• CELEBRATING OUR 175th
      “Few And Far Between”
      It was more than 200 years ago when Jesuit and Redemptorist missionaries braved the mountainous terrain of western Virginia to serve the few Catholic families who had settled in the region. These visits, however, were infrequent. Like the Apostles and first disciples, these missionary priests relied on the hospitality of those they encountered, sleeping where they could – a barn, a cave, under the shade of a tree, or if blessed enough in the humble home of a kind soul. They ate what they could, packing staples for their journey, but when those ran out their mission and well-being depended on the people who lived in the hills and valleys of this land.

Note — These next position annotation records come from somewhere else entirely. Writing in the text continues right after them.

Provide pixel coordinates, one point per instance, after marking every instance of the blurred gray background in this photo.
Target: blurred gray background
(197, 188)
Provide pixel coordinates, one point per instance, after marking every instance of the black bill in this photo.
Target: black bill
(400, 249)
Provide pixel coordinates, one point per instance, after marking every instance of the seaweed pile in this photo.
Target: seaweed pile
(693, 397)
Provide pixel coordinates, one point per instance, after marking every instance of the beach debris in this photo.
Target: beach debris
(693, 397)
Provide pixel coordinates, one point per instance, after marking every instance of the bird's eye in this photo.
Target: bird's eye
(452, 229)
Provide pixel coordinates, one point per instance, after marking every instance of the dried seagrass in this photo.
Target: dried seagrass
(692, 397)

      Their efforts though were not in vain.
      By 1818 more Catholic families settled in western Virginia following the completion of National Road.
      The first Masses in Virginia were celebrated in homes, on farmland, along creeks, and tops of mountains. A growing Catholic population resulted in the need to establish the Richmond diocese, encompassing the entire state of Virginia, in 1820.
      By 1821, Wheeling had its first Catholic church constructed St. James Parish – on land donated by Noah Zane at the corner of 11th and Chapline Streets in Wheeling. However, the was a church was not assigned a resident priest – Fr. Francis Rolof – until 1828.